Sama sama punya “taring”. Masing-masing menunjukan kekuatan. Tidak mau mengalah dengan prinsip. Pertarungan tidak terelakkan. Ibaratnya “singa” dan “harimau” sedang bertarung di Bener Meriah. Akankah rakyat yang menjadi korban?
Empat tahun yang lalu, ibu kandung Bener Meriah, yaitu Aceh Tengah, sudah mempertontonkan pertarungan ini. Karena berebut kepentingan dalam menggapai kursi pimpinan DPRK, wakil terhormat di Aceh Tengah mengabaikan tugasnya mengesahkan anggaran.

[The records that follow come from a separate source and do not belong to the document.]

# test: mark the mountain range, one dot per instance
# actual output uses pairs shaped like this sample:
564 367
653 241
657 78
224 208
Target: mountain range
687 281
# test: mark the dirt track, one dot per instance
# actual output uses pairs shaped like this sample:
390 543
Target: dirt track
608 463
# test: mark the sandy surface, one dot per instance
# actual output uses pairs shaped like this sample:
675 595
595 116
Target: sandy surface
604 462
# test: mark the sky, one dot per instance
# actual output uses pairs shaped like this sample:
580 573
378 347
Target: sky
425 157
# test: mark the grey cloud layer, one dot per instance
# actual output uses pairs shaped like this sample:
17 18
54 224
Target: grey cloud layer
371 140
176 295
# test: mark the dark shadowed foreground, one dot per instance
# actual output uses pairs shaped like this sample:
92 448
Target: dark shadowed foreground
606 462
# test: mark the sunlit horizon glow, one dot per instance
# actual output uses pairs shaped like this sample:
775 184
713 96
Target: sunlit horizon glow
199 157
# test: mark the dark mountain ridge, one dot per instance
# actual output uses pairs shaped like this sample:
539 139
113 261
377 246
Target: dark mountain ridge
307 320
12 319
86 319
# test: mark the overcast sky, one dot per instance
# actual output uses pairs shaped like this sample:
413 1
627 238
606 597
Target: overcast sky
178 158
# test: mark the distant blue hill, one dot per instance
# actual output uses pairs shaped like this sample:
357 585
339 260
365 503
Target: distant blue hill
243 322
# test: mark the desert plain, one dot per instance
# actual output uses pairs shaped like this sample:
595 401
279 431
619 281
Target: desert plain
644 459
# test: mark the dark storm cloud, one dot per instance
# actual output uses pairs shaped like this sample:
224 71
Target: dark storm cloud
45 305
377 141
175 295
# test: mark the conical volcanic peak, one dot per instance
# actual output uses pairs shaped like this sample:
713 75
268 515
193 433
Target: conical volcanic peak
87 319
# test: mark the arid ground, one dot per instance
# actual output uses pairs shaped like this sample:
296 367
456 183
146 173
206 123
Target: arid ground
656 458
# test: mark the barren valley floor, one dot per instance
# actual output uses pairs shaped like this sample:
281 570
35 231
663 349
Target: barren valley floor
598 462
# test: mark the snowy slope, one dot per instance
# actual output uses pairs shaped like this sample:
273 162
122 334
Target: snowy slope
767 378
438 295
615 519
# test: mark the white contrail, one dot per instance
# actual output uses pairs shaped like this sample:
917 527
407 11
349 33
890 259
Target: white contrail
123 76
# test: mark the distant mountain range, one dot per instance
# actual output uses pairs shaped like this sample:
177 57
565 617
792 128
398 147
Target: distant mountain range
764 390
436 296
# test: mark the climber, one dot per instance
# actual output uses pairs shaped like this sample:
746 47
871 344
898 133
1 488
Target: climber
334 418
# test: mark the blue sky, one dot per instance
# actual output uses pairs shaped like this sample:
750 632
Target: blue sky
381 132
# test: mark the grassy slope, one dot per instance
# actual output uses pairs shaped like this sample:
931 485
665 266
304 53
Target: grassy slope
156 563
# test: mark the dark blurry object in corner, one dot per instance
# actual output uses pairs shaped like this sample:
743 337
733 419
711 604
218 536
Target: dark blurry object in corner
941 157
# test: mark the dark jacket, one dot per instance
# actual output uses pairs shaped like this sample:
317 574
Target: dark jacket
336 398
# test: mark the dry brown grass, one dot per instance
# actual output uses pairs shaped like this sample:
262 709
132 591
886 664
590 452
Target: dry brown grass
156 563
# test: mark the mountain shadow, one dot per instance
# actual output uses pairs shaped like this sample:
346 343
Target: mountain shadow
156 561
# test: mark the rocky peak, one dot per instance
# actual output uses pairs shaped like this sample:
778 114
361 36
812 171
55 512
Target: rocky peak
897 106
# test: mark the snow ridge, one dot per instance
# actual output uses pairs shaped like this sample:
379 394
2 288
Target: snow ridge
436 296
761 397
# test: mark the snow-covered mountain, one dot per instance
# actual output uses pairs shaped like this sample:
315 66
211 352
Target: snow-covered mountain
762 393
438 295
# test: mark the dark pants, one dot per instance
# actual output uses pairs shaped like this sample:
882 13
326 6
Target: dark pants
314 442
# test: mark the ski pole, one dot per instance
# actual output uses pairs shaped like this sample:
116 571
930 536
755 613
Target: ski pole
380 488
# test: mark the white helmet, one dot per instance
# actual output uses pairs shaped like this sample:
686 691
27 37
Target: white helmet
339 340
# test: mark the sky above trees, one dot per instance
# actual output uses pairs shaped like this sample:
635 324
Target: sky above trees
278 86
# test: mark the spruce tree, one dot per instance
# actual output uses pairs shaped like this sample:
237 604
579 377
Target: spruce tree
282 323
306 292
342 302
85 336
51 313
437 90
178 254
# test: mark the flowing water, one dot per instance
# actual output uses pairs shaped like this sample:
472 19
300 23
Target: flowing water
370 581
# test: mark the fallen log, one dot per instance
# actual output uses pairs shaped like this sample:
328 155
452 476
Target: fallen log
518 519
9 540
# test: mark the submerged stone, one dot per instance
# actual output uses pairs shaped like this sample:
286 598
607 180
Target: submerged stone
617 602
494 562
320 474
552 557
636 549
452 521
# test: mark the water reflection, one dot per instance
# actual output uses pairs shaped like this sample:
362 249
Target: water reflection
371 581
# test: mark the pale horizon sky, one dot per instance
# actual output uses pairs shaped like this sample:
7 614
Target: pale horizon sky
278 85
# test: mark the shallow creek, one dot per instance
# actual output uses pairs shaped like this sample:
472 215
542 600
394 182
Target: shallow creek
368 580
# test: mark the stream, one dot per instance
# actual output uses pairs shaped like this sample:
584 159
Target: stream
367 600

Dampaknya sejak Januari sampai Juni 2015, dewan di sana tidak bergaji. Keuangan daerah juga berpengaruh. Kali ini negeri di lembah merapi itu, juga memamerkan peragaan yang sama. DPRK di Bener Meriah sudah memutuskan dalam sidang anggaran, namun tetap tidak mensahkan qanun anggaran 2019.
Persoalannya berbeda dengan Aceh Tengah. Bila negeri Gayo Lut dewannya berebut jabatan pimpinan, untuk Bener Meriah masing masing pihak mempertahankan prinsip. Pemda setempat walk out dari persidangan. Ketua DPRK, Guntara Yadi, tetap melanjutkan sidang anggaran, namun walau palu sudah diketok, tidak ada kesimpulan soal anggaran.
Tim Anggaran Pemerintah Daerah (TAPD) Bener Meriah yang dikomandoi Ismarisiska, Sekda setempat, memboyong para SKPK keluar dari persidangan. Kemudian Sekda menggelar temu pers.
Inti persoalan yang disampaikan Siska, pihaknya walk out karena program pemberdayaan ekonomi rakyat melalui Kartu Petani Mulia (KPM) dicoret dewan.
Saat pembahasan KUA – PPS, menurut Siska, telah ada kesepakatan antara legislatif dan eksekutif tentang rancangan qanun anggaran 2019. Ada visi dan misi Pemda yang dituangkan dalam Rancangan Pembangunan Jangka Menengah (RPJM). Salah satu programnya adalah pemberdayaan ekonomi masyarakat lebih dikenal dengan sebutan KPM.
“Kalau program ini dihapus, bagaimana kepala daerah menjalankan visi dan misinya yang sudah termuat dalam RPJM. Karena program ini dicoret, kami tidak lagi menghadiri persidangan,” sebut Sekda.
Muncul isu miring di tengah masyarakat, pencoretan itu karena pihak eksekutif tidak mengabulkan permintaan dewan soal dana aspirasi senilai Rp2 miliar untuk satu anggota dewan. Tapi isu itu ditampik salah seorang anggota dewan.
“Tidak ada persoalanya dengan aspirasi,” sebut Sarhamija, anggota DPRK Bener Meriah.
”Kalau yang tidak mengerti persoalan di Bener Meriah, enggak usah berkomentar yang macam-macam. Apalagi mereka tidak pernah berada di Bener Meriah,” sebut Sarhamija.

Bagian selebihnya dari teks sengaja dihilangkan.